Elle reposa sa tasse avant de tendre la main vers la théière pour se resservir et se donner le temps de retrouver contenance. Enfin, c'était sans compter sur la théière qui s'anima avant qu'elle ne l'attrape pour reremplir la tasse d'elle-même.

- Pourriez-vous... M'expliquer ce que vous entendez par "lire" Monsieur Potter ?

Un petit rire échappa à la brune en réalisant.

- Pas dans ce sens-là ! » rigola-t-elle. « Je... Comment dire... »

Elle passa une main dans ses cheveux bruns, les ébouriffant un peu tout en réfléchissant.

- Vous me dites que tout est réel, ce qui est, soit dit en passant, exactement ce que dirait une hallucination. Mais admettons que je joue le jeu : je suis dans l'univers de Harry Potter... Ma première question est : on est en quelle année ?

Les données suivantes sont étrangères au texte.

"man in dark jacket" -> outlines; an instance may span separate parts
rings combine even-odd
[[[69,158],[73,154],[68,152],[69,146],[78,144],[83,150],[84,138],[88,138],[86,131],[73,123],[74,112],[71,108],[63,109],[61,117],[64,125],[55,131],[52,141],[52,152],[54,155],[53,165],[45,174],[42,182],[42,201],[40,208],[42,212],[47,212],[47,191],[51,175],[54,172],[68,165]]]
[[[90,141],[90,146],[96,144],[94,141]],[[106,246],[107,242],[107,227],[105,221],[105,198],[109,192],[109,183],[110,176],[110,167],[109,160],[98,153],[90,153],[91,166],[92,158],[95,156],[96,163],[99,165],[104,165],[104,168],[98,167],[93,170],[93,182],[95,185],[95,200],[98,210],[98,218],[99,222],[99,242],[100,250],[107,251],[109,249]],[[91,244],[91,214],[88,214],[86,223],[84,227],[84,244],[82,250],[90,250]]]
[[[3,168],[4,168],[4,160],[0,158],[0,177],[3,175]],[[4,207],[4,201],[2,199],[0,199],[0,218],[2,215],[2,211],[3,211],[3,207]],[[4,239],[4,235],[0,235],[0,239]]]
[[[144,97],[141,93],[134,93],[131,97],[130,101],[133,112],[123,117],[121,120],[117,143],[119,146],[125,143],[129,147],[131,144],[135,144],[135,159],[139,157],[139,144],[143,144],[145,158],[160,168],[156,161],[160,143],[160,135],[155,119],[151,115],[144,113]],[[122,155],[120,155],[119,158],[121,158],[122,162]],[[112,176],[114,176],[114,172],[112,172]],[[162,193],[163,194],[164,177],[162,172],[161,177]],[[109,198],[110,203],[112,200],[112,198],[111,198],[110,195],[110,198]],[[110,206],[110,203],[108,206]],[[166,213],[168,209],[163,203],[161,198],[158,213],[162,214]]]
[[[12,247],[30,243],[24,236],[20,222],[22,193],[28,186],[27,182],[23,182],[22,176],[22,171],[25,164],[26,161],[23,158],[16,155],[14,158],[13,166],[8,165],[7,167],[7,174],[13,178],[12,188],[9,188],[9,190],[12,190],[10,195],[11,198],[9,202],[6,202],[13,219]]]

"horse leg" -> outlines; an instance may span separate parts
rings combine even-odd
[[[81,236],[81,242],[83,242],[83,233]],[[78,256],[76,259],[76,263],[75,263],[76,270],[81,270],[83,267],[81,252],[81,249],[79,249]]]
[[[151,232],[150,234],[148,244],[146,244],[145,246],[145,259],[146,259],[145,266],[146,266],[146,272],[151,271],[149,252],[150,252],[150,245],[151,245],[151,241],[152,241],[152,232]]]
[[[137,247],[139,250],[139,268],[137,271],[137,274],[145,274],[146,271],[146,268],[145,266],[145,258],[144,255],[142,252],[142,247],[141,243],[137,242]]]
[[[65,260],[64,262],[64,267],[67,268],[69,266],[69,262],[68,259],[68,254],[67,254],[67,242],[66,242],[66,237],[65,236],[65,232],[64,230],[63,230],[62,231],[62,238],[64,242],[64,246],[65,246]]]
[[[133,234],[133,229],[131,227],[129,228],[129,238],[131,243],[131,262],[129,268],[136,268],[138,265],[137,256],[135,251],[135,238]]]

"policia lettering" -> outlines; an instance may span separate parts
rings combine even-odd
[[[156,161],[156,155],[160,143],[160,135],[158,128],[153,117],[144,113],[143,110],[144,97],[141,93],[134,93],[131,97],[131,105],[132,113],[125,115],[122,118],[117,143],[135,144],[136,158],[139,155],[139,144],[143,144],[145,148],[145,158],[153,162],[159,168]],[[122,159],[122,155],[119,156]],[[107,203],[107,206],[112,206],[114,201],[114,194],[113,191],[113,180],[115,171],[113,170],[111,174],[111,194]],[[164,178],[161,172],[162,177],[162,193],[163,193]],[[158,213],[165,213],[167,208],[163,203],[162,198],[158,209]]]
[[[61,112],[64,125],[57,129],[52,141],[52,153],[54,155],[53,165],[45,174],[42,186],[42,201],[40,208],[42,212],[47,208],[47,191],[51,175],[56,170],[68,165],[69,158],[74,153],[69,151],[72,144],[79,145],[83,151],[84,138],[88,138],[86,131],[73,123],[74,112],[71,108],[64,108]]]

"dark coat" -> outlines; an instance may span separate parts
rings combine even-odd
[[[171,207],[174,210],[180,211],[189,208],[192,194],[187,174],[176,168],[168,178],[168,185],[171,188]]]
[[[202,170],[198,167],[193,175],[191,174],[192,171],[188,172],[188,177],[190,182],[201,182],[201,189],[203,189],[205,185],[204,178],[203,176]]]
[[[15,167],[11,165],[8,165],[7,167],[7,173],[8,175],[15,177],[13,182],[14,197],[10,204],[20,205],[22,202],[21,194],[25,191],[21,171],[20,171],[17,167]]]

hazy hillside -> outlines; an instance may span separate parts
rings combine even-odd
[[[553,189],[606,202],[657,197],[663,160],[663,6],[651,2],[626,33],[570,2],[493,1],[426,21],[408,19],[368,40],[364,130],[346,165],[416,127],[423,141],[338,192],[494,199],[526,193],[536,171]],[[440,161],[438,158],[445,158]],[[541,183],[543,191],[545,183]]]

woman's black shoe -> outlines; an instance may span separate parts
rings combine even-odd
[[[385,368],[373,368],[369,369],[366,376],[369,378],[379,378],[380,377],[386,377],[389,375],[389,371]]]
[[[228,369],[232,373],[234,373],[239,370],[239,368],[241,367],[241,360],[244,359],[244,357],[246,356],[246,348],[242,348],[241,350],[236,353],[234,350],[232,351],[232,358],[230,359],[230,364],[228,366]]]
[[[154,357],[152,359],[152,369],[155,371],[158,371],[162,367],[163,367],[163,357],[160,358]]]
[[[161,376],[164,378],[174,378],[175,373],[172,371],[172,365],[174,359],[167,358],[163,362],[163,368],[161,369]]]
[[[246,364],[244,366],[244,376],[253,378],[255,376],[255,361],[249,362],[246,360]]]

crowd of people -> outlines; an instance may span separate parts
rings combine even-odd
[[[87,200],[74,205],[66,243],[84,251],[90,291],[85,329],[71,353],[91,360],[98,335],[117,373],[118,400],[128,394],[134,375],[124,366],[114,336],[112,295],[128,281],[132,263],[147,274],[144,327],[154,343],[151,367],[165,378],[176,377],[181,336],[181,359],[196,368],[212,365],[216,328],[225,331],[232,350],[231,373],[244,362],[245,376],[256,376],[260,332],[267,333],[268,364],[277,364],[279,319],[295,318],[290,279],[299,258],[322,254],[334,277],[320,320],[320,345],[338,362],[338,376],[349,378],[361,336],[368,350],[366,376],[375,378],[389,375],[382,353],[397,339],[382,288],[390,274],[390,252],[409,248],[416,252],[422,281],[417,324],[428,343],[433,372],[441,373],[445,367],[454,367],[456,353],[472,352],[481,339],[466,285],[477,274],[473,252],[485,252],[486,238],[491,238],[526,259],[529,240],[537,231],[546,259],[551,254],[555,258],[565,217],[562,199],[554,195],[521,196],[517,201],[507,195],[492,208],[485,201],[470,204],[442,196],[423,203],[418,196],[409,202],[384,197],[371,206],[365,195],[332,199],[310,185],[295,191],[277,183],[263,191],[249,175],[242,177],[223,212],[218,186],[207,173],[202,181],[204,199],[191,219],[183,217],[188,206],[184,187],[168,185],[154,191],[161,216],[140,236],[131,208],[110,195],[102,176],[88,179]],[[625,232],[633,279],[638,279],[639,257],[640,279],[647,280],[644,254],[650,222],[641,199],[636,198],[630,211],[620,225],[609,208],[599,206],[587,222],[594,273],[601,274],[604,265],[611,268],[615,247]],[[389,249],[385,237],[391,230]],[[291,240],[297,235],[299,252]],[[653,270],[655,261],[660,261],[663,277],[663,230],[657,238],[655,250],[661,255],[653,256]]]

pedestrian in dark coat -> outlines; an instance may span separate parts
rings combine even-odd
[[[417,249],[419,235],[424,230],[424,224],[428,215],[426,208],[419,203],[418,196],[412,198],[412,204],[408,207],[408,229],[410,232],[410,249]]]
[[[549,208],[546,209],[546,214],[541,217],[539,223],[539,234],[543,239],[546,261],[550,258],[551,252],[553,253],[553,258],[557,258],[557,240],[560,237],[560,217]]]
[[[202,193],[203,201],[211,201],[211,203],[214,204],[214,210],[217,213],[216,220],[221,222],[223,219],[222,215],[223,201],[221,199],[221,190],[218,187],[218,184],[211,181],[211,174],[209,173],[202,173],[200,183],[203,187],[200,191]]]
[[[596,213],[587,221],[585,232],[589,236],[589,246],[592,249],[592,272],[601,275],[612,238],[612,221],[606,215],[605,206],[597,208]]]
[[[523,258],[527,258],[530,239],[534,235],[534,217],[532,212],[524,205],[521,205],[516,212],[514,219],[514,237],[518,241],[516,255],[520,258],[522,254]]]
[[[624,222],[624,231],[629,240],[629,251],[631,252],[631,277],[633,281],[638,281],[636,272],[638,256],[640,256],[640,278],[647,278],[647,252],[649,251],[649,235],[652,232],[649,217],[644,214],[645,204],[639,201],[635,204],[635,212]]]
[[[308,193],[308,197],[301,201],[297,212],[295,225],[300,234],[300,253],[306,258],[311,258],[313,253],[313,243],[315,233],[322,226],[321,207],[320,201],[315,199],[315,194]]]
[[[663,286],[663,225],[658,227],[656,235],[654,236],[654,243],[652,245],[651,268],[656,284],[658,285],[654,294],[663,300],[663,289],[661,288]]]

- J'ai peur d'avoir du mal à vous suivre Mademoiselle. Nous sommes en 1994.

- En aout 1994... C'est cette année que va avoir lieu le tournoi des trois sorciers donc.

- Comment savez-vous...

- Mais du coup ça voudrait aussi dire que j'ai fait quoi... un bond de 20 ans dans le passé ? 22 ans même ! Est-ce que je pourrais aller voir mes parents ? À cette époque-là, je dois avoir 2 ans... Je pourrais me voir moi-même bébé ? Ou alors est-ce que je risque de créer un paradoxe temporel ? Mais j'y pense ! Grand-père était encore en vie à cette époque ! Je pourrais juste aller le voir sans qu'il sache que c'est moi...

- Mademoiselle ?

Alia s'arrêta soudainement, se rappelant d'où elle se trouvait et qui elle avait en face d'elle. Elle s'était perdue tellement loin dans ses pensées cette fois-ci... Et elle était presque sûre d'avoir encore une fois réfléchi tout haut.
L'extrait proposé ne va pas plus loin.